The Nigerian Upstream Petroleum Regulatory Commission (NUPRC) told Reuters on Monday that it withdrew its earlier consent because both parties failed to meet strict financial and regulatory conditions attached to the transaction.

“The ministerial consent was accompanied by certain financial obligations to the Nigerian people with strict deadlines. However, both parties failed to meet their financial commitments after repeated extensions, forcing the commission to cancel the deal,” NUPRC spokesperson Eniola Akinkuotu said.

The collapse of the deal undermines TotalEnergies’ plan to offload older, high-risk and polluting assets in Nigeria, where rampant oil theft, spills, sabotage and community disputes have made onshore operations increasingly unviable. The French major had planned to redirect resources towards offshore production and its Nigeria LNG gas business.

Sources familiar with the matter told Reuters that Chappal Energies, the Mauritius-based buyer, failed to raise the $860 million purchase price, leaving Total unable to meet associated obligations such as regulatory fees and provisions for environmental liabilities.

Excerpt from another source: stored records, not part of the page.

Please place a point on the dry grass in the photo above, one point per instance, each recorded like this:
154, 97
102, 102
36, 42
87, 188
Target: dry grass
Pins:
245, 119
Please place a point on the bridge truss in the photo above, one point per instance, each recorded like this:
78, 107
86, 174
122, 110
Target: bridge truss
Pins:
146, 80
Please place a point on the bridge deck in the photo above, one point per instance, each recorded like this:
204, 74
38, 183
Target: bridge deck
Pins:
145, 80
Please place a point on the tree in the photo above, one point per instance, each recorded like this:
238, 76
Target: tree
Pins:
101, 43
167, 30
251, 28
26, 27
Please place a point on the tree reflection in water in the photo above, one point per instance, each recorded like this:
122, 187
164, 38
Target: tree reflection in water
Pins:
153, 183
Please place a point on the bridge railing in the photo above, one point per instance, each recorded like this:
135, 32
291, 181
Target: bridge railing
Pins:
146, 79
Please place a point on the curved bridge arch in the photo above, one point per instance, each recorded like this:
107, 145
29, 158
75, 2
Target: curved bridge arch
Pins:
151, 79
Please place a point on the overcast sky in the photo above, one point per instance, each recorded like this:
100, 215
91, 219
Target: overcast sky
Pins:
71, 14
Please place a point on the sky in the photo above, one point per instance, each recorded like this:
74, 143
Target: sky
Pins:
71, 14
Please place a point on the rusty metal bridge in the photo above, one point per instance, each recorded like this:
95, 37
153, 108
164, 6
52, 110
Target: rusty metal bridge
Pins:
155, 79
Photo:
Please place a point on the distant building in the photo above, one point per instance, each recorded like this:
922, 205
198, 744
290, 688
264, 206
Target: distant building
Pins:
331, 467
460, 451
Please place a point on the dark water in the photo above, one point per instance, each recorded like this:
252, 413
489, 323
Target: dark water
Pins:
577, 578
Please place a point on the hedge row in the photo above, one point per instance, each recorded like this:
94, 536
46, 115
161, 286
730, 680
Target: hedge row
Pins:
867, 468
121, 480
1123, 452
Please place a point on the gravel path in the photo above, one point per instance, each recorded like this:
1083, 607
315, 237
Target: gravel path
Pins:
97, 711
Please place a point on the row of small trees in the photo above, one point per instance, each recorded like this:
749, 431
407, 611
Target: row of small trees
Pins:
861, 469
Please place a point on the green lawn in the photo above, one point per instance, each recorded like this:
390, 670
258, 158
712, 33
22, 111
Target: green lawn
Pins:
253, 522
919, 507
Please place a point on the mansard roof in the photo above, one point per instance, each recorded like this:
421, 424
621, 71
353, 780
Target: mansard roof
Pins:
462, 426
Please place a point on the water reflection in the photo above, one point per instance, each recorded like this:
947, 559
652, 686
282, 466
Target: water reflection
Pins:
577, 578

The failure leaves TotalEnergies still tied to 15 oil-producing licences and three gas fields that supplied about 40 per cent of its Nigeria LNG gas in 2023. It also prolongs the company’s exposure to the troubled SPDC joint venture, where Shell sold its 30 per cent stake earlier this year for up to $2.4 billion to a consortium of local firms.

The setback also jeopardises TotalEnergies’ broader deleveraging plans. The company’s debt ballooned 89 per cent to $25.9 billion by July, and Chief Executive Patrick Pouyanne had told investors the Nigerian divestment was one of three asset sales expected to bring in $3.5 billion this year.

While rivals including Shell, ExxonMobil, Eni and Equinor have successfully sold onshore Nigerian assets in recent years, TotalEnergies’ failed exit underscores the difficulties of navigating regulatory hurdles and financing risks in Africa’s largest oil producer.

Chappal Energies, which specialises in acquiring mature oil and gas fields, had successfully purchased Equinor’s Nigerian assets for $1.2 billion last year with backing from Mauritius Commercial Bank and commodities trader Trafigura. It has not disclosed financial support for the abandoned TotalEnergies deal.

SPDC’s other shareholders include the Nigerian National Petroleum Company Limited (55 per cent) and Italy’s Eni (5 per cent).